English | 中文
According to the overall profiling of production services in Bytedance, we found that the overhead of JSON serialization and deserialization is unexpectedly high: the total is near to 10% CPU, and the extreme one accounts for more than 40% CPU. Therefore, the performance of JSON lib is a key issue for the promotion of machine utilization.
We conducted a series of surveys and benchmarks on open-sourced JSON libraries for Golang, but the result is disappointing: no silver bullet. First of all, no one can perform at least the top three across various business scenarios. Even the most widely used json-iterator will severely degrade in generic (no-schema) or big-volume JSON serialization and deserialization. Secondly, compared with other JSON libraries writing in other languages, their speed is generally much slower. For example, Simdjson-go has a 50% reduction in decoding performance compared to simdjson. What's more, we barely found JSON libraries which provide API to modify the underlying values.
Therefore, we decided to develop a brand-new JSON library with high performance as well as wide applicability.
Before starting our design, we need to figure out some questions:
First of all, the schema-based processing mechanism used by the standard library is commendable, in which the parser can obtain meta information in advance when scanning, thereby shortening the time of branch selection. However, its original implementation did not make good use of this mechanism, instead, it spent a lot of time reflecting to obtain meta info of schema. Meanwhile, The approach of json-iterator is: Interprete structure as field-by-field encoding and decoding functions, and then assembled and cached them, minimizing the performance loss cost by reflection. But does it work once and for all? No. In practical tests, we found that the deeper and larger the input JSON got, the smaller the gap between json-iterator and other libraries gradually became - eventually event got surpassed:
The reason is that this implementation transforms into a large number of interface encapsulations and function calls, followed by function-call losses:
- Calling interface involves dynamic addressing of itab
- Assembly functions cannot be inlined, while Golang's function-call performance is poor (no parameter-passing-by-register)

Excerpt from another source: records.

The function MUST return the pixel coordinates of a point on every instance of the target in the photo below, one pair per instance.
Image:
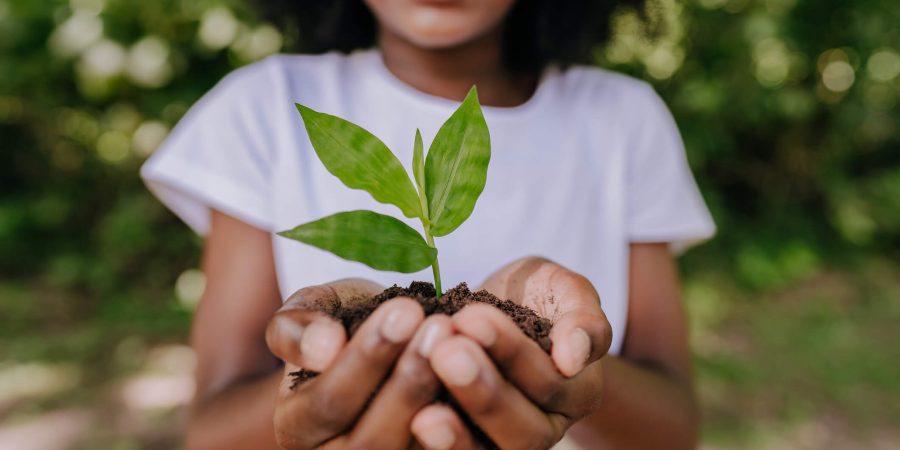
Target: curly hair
(537, 32)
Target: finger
(326, 405)
(411, 386)
(527, 366)
(304, 332)
(500, 410)
(305, 338)
(581, 334)
(438, 427)
(579, 337)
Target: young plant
(448, 182)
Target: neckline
(441, 104)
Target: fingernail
(430, 335)
(580, 345)
(399, 326)
(458, 368)
(438, 437)
(318, 345)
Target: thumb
(579, 338)
(307, 339)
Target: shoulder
(283, 73)
(604, 89)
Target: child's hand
(526, 400)
(336, 409)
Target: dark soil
(533, 325)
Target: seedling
(447, 183)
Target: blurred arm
(237, 377)
(648, 399)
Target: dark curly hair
(537, 33)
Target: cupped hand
(389, 354)
(517, 394)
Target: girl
(588, 170)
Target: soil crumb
(533, 325)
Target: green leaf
(360, 160)
(418, 163)
(456, 166)
(419, 172)
(376, 240)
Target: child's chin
(435, 30)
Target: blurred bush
(788, 109)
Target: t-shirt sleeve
(663, 202)
(218, 156)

The first thing we thought about was code generation like easyjson. But it comes with schema dependency and convenience losses. To achieve a real drop-in replacement of the standard library, we turned to another technology - JIT (just-in-time compiling). Because the compiled codec function is an integrated function, which can greatly reduce function calls while ensuring flexibility.

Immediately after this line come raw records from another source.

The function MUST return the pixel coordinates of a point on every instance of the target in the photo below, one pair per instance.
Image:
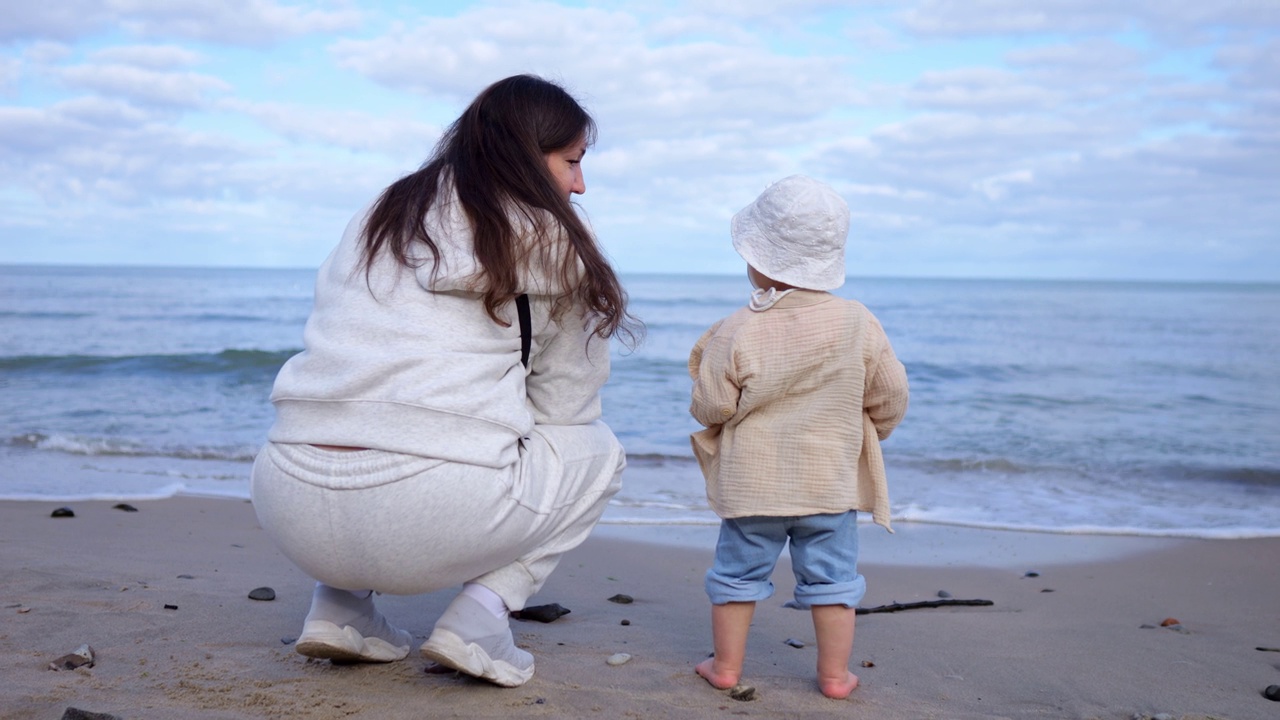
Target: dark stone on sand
(77, 714)
(80, 657)
(542, 613)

SIMD (Single-Instruction-Multi-Data) is a special set of CPU instructions for the parallel processing of vectorized data. At present, it is supported by most CPUs and widely used in image processing and big data computing. Undoubtedly, SIMD is useful in JSON processing (itoa, char-search, and so on are all suitable scenarios). We can see that simdjson-go is very competitive in large JSON scenarios (>100KB). However, for some extremely small or irregular character strings, the extra load operation required by SIMD will lead to performance degradation. Therefore, we need to dedicate ourselves to branch predicting and decide which scenarios should use SIMD and which should not (for example, the string length is less than 16 bytes).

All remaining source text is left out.